Alex de diğerleri gibi ayağa kalkıp gökyüzünü incelemeye başladı. Gerçekten yıldızlar yavaş yavaş çekilmiş ve gökyüzünün rengi biraz daha açılmış gibi gözüküyordu. Şey gibi, pembe...

"Siktir bu imkansız!"

"Daha zaman dolmamıştı!"

"Yolunda gitmeyen bir şeyler var," diyen Alex'e doğru baktım. Neydi bu kadar telaşlandıkları? "Toplanın gidiyoruz. Gökyüzüne bu kadar yakın olduğumuz için ilk görenler biziz sanırım. Hemen alarm verelim ve toplanılsın Victor."

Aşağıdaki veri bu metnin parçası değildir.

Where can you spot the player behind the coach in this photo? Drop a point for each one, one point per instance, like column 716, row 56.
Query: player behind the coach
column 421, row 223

Victor tek bir şey daha söylemeden siyah ve korkunç görünen ejderhası Konor'a atladığı gibi süzüldü ve alfasının isteğini yerine getirdi. Herkesin içinde rahatça neler oluyor diye soramıyordum ve adrenalin bedenimi delirtmek üzereydi. Pearlynine onu hissetmiş gibi Greinner ile birlikte hemen geldi. Alex beni nazikçe kucağına alırken kalanlar ateşi söndürüp etrafta delil bırakmamaya çalıştılar.

"Neler oluyor?" diye fısıldadım sessiz bir tedirginlikle.

"Waps ayı erken geldi, Ares burcu çoğu zaman yıkımı temsil eder ve pembe bir gökyüzü altında olması insanların gözünü boyar. Mutlaka bir yıkım getirir..."

Kıyametin kopması gibi bir durumsa sessiz sedasız karşılanmaz diye düşünerek kendimi teselli ederken, Alex'in kolları arasındaki bedenim gergindi. Düşüncelere o kadar odaklanmıştı ki bir süre benim farkımda bile olmamıştı. Pearlynine bizi malikanenin arka kısmındaki genişlikte indirince uçmasını bekledim ama öyle olmadı.

"Gecenin böyle sonlanmasını istemezdim kusura bakma, neler olduğunu çözmem lazım."

"Sorun değil elbette, alfasın sen," diyerek başımı bir kez eğmiş ve soru işaretleri dolu zihnimle bana git demeden önce tıpış tıpış evin yolunu tutmuştum. Ne sanmıştım ki kutlamadan sonra sarılıp uyuyacağımızı mı? Tamam, hayır onu sanmamıştım ama böyle delice bir tedirginlikle eve döneceğimi düşünmemiştim işte.